Posso dizer que o meu pai não me criou, mas eu nunca passei fome. Como a minha mãe não estava em casa, era a gente para a minha avó:
- Ó avó, eu tenho fome!
- “Olha, parte uma broa e queijo!” – dizia ela.
Queijo tivéramos sempre. Era a minha avó que fazia. Quando a minha avó ao fim morreu, era a minha mãe que o fazia. Quando a minha mãe faleceu, já era eu.
Para fazer o queijo, lavava-se uma panela bem lavadinha e depois púnhamos uma coisa a segurar na boca da panela. Botávamos um paninho debaixo e a gente coava o leite por aquilo para não irem impurezas nenhumas, nem cabelos, nem nada. Depois punha a coalhar na panela. Tínhamos, então, um coalho numa tigelinha qualquer. Era aquelas coisas pequeninas dos cabritos ou dos borregos, que era quando a gente os matava e eles ainda não comiam. Aquelas coisas que tinham por dentro os cabritos. Fazia-se de contas que era o estômago dos cabritos.
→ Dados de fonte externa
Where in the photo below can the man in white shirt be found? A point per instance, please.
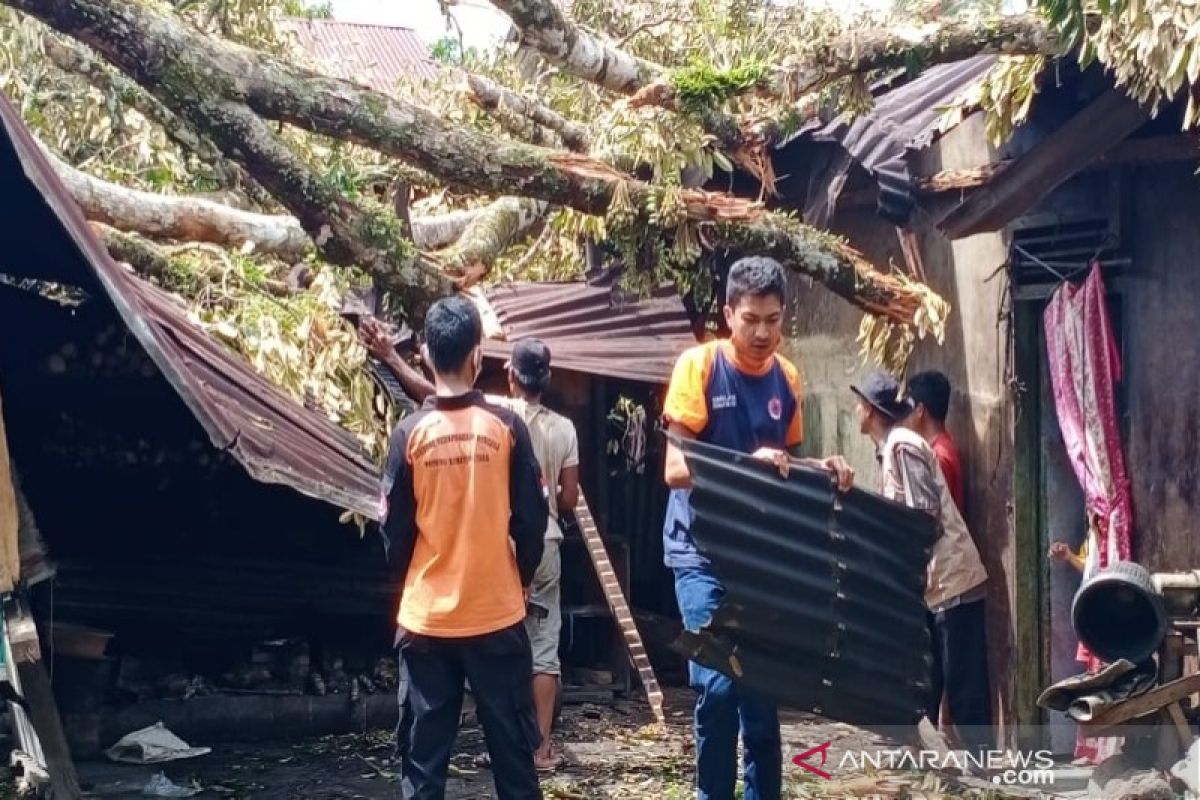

Agora já há uns frasquinhos com que a gente coalha o leite, mas dantes era com aquilo. Como não tinha comer, era só leite, a gente tirava, partia aquilo aos bocadinhos, punha numa tigelinha e depois botava-lhe água. No fim esmagava assim bem esmagadinho e botava um pano para baixo. A gente mexia bem mexido com uma colher e, à noite, coalhava-se logo. Depois de estar a coalhada rija - a gente vê que o leite já está coalhado - punham o acincho. Ainda tenho ali um, mas foi só para não atirar com ele, que a maior parte deles deitei-os fora. É assim uma coisa redonda que tem uns buraquinhos em volta e saía por ali o soro. A gente tirava da panela a coalhada com a concha, punha para dentro do acincho, calcava muito bem calcadinho com as mãos e aquilo, ao fim, deitava o soro fora. E as mais das vezes como é que faziam àquele soro? Ferviam-no, punham-lhe um bocadinho de farinha, ficava aquilo, parecia que era tudo só borregos! Ai, era tão bom! Ainda me lembro tanta vez. E não éramos só nós, era muita gente, a povoação toda. Ao fim, para o queijo, tínhamos que pôr o sal. Faz de contas: fazia-o hoje, punha-lhe sal. Amanhã virava o queijo que estava no prato com o de baixo para cima e punha-lhe o sal na outra parte, porque ainda só tinha sal numa. Mas não púnhamos assim muito sal.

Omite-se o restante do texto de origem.